Expect small but subtle changes along with the big projects, such as a long overdue single customer bill for all TSTT services as the customer moves to consolidate its operations into two profit platforms, mobile and broadband.
The company will also more aggressively target Tobago as a market.
“We have some catching up to do in Tobago,” Hill said, “It’s not Trinidad then Tobago; the technology allows for simultaneous deployments.”
Along with the fibre to the home project in Golden Lane, TSTT has introduced an extension of its IP based television product, Blink Entertainment to hotels in Tobago, offering HD quality transmission as a competitive edge. Other Tobago projects include the Tobago Fibre Ring, which circles the island with broadband coverage.

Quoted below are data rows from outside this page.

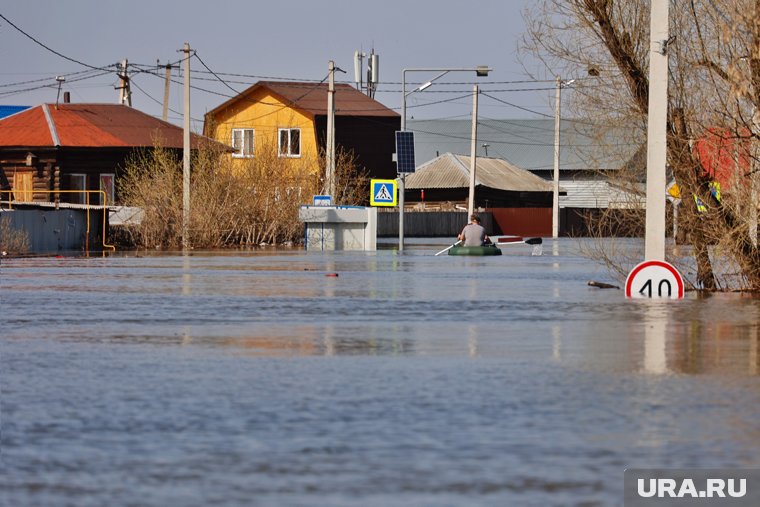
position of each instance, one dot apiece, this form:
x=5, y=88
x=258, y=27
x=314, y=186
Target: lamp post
x=557, y=123
x=480, y=71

It’s here that the company faces its biggest challenge. If TSTT is to succeed, it must layer distinctive services on top of its network that distinguish it as a preferred solution.
By the end of its five-year plan, it will operate in a competitive market in which fast access will be a given.
The company’s fibre to the community projects, through agreements with its users, give it an important window into how customers use really fast broadband and how it might deliver services that make preferred use patterns more seamless.
“We’ll be looking for opportunities to leverage the way that customers use the system,” Hill said, “either through sourcing or partnerships.”
One such partnership with Samsung has introduced two Samsung Smart Schools in Penal Secondary and Presentation College Chaguanas. Eighteen more are planned.